In the test No. 30 of Comparative Example, the hardness R [HRC] at the position 5 mm measured from the quenching end exceeds the upper limit calculated from the H, falls outside the range, and exhibits unstable hardenability. This is because the amount of N is lower than 0.0060 mass%, and hence, a sufficient amount of BN is not generated. Thus, a large amount of the solute B that can be segregated in the austenite grain boundary remains, and the hardenability increases.
In the tests Nos. 31 and 32 of Comparative Example, the hardness R [HRC] at the position 5 mm away from the quenching end exceeds the upper limit calculated from the H, falls outside the range, and exhibits unstable hardenability. This is because no heat treatment having the condition corresponding to the heat treatment 1 was applied, and hence, MnS is not sufficiently made finer. Thus, a large amount of the solute B that can be segregated in the austenite grain boundary remains, and the hardenability increases.

Industrial Applicability

As described above, according to the present invention, the effect of improving the machinability prolongs the tool life, thereby reducing the production cost. Further, stable hardenability is achieved, thereby suppressing variations in the deformation caused by heat treatment.

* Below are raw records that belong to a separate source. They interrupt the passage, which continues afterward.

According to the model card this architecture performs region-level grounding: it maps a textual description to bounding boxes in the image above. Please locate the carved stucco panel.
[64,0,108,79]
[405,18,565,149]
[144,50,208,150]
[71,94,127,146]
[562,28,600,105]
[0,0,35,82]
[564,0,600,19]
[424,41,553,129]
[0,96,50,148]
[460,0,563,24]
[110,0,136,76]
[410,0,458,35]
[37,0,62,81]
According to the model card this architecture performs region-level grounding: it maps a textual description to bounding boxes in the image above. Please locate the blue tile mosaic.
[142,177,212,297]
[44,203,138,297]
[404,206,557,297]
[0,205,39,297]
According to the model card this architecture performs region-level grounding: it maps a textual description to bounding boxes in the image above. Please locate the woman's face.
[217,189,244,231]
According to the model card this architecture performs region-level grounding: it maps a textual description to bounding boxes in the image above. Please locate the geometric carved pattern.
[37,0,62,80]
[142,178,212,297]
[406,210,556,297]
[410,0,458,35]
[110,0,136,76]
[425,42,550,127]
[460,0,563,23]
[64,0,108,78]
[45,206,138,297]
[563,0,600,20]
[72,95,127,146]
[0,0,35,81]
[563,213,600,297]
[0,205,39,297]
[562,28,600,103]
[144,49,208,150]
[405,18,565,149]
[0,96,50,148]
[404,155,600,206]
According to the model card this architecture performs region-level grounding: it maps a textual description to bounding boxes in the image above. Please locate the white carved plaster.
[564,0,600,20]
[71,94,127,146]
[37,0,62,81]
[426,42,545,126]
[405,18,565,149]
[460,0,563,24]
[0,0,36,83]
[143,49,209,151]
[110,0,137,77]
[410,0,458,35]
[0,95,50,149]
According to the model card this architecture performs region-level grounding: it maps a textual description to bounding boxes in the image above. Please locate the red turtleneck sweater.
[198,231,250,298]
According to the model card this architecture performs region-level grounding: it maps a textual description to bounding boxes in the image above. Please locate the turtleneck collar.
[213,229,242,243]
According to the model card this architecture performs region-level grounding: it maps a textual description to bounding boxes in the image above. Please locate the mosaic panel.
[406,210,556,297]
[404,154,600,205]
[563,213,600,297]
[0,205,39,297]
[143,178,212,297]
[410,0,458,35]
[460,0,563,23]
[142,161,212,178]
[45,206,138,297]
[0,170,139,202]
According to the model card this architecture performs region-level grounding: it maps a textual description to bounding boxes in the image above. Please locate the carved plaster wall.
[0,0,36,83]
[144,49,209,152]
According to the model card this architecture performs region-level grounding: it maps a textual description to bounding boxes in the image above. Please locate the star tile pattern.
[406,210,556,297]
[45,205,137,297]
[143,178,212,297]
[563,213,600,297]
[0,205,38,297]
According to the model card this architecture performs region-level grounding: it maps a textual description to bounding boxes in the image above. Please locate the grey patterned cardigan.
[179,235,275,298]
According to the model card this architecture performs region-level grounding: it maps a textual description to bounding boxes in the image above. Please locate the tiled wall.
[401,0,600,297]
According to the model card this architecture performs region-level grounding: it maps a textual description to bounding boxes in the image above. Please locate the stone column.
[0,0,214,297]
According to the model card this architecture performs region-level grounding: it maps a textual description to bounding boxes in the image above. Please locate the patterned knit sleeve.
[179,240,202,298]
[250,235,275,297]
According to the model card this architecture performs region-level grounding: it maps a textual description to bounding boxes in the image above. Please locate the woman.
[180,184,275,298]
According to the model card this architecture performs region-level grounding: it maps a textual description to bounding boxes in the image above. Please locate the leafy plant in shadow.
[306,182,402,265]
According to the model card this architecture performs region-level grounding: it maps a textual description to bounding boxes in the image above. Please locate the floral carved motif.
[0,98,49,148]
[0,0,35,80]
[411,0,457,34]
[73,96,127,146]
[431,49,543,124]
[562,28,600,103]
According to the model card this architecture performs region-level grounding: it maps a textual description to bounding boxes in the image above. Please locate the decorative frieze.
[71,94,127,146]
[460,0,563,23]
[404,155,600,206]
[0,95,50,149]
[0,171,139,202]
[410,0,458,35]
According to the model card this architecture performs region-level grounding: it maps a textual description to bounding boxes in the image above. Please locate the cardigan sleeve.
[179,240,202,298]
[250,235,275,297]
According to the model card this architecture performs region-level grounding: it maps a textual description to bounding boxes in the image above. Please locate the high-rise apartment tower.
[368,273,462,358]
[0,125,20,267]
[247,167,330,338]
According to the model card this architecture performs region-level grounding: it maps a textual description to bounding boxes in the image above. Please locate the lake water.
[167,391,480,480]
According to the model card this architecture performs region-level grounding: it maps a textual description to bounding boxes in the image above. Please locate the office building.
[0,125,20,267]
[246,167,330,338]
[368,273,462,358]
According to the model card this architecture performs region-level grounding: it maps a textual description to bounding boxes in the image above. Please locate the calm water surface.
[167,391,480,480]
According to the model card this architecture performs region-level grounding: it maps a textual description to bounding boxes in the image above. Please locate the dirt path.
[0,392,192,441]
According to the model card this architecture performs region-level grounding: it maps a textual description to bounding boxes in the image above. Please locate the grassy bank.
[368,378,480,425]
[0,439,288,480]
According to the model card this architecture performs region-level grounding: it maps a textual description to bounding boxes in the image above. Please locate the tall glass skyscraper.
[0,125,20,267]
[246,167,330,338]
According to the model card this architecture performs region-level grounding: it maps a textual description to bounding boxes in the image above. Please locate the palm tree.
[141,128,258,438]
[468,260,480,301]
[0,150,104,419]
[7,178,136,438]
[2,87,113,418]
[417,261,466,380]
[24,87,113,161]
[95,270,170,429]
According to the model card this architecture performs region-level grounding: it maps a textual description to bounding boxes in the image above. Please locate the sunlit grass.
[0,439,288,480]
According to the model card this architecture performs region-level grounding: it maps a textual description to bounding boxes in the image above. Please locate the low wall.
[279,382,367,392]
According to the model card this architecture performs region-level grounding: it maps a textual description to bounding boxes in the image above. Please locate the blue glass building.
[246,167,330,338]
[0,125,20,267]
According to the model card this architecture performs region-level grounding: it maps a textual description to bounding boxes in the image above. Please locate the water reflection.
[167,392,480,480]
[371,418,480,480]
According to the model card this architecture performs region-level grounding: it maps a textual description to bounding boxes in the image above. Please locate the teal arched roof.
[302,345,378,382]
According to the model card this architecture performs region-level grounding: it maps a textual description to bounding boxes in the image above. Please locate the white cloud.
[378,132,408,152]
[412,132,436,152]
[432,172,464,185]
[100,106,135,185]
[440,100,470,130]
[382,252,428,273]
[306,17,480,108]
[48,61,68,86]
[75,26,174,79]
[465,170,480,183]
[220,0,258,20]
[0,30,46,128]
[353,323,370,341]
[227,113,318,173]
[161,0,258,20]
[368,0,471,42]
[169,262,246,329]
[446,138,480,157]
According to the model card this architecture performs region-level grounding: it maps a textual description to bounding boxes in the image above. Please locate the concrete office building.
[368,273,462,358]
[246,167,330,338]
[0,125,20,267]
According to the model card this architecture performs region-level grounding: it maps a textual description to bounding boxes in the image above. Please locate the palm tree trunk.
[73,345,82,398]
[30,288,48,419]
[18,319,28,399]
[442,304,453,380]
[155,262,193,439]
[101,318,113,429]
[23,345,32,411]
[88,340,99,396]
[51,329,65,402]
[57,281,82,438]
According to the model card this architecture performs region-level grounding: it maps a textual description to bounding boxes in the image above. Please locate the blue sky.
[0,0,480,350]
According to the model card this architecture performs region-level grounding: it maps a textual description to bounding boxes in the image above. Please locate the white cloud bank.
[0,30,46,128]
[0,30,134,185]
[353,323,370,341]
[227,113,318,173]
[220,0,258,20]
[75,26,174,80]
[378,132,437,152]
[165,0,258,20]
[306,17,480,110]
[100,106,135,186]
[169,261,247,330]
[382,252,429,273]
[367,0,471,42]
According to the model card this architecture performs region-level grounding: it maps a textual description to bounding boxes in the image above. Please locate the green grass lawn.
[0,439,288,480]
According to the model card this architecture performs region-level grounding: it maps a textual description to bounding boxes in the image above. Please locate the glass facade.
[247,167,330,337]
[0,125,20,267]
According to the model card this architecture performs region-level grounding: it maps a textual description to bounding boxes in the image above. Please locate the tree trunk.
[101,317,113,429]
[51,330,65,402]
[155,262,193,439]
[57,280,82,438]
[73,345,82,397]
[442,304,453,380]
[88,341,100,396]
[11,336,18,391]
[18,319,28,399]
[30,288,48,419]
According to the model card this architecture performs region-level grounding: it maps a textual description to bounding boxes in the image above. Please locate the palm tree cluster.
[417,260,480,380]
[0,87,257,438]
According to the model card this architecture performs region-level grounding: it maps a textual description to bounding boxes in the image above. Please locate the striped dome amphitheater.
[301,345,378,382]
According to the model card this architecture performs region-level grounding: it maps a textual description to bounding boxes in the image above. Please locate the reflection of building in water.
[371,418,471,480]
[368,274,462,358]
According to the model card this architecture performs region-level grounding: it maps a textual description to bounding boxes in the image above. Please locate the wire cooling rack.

Thus, the present invention is highly applicable in the steel industry.

Claims

A steel material for hardening, including chemical components, by mass%, consisting of:
C: 0.15 to 0.60%;

Si: 0.01 to 1.5%;

Mn: 0.05 to 2.5%;

P: 0.005 to 0.20%;

S: 0.001 to 0.35%;

Al: over 0.06 to 0.3%;

total N: 0.006 to 0.03%;

Cr: 0.1 to 3.0%;

Ti: 0.001 to 0.05%;

B: limited to not more than 0.0004%, and

optionally further comprising, by mass%, at least one of:
Mo: 0.01 to 1.5%;

Cu: 0.1 to 2.0%;

Ni: 0.1 to 5.0%;

Ca: 0.0002 to 0.005%;

Zr: 0.0003 to 0.005%;

Mg: 0.0003 to 0.005%;

REM: 0.0001 to 0.015%;

Nb: 0.01 to 0.1%;

V: 0.03 to 1.0%;

W: 0.01 to 1.0%;

Sb: 0.0005 to 0.0150%;

Sn: 0.005 to 2.0%;

Zn: 0.0005 to 0.5%;

Te: 0.0003 to 0.2%;

Bi: 0.005 to 0.5%; and

Pb: 0.005 to 0.5%,

with a balance including Fe and inevitable impurities,

wherein R and H satisfy following Equation (2), where the R is a hardness at a position 5 mm away from a quenching end measured through a Jominy-type end-quenching method specified in JIS G 0561, and the H is a calculation hardness at a position 4.763 mm away from the quenching end, the H being obtained through a procedure 1 as described in paragraphs [0078] and [0079] of the description, a procedure 2 as described in paragraphs [0080] to [0086] of the description, and a procedure 3 as described in paragraph [0087] of the description, and

wherein [total N] and [Ti] satisfy following Equation (1), where [total N] is total amount (%) of N, and [Ti] is amount (%) of Ti. $0.006 + [Ti] \times (14 / 48) \leq [total N] \leq 0.03$
$H \times 0.948 \leq R \leq H \times 1.05$
A method for producing a steel material for hardening, wherein
a steel piece having the chemical components according to Claim 1 is subjected to a heat treatment in which heating at a temperature of not less than 1200°C is applied for not less than 20 minutes in a case where the amount of Ti is not less than 0.019%, and heating at a temperature of not less than 1150°C is applied for not less than 20 minutes in a case where the amount of Ti is not less than 0.025%.
A power-transmitting part obtained by subjecting the steel material for hardening according to Claim 1 to a machine work and hardening.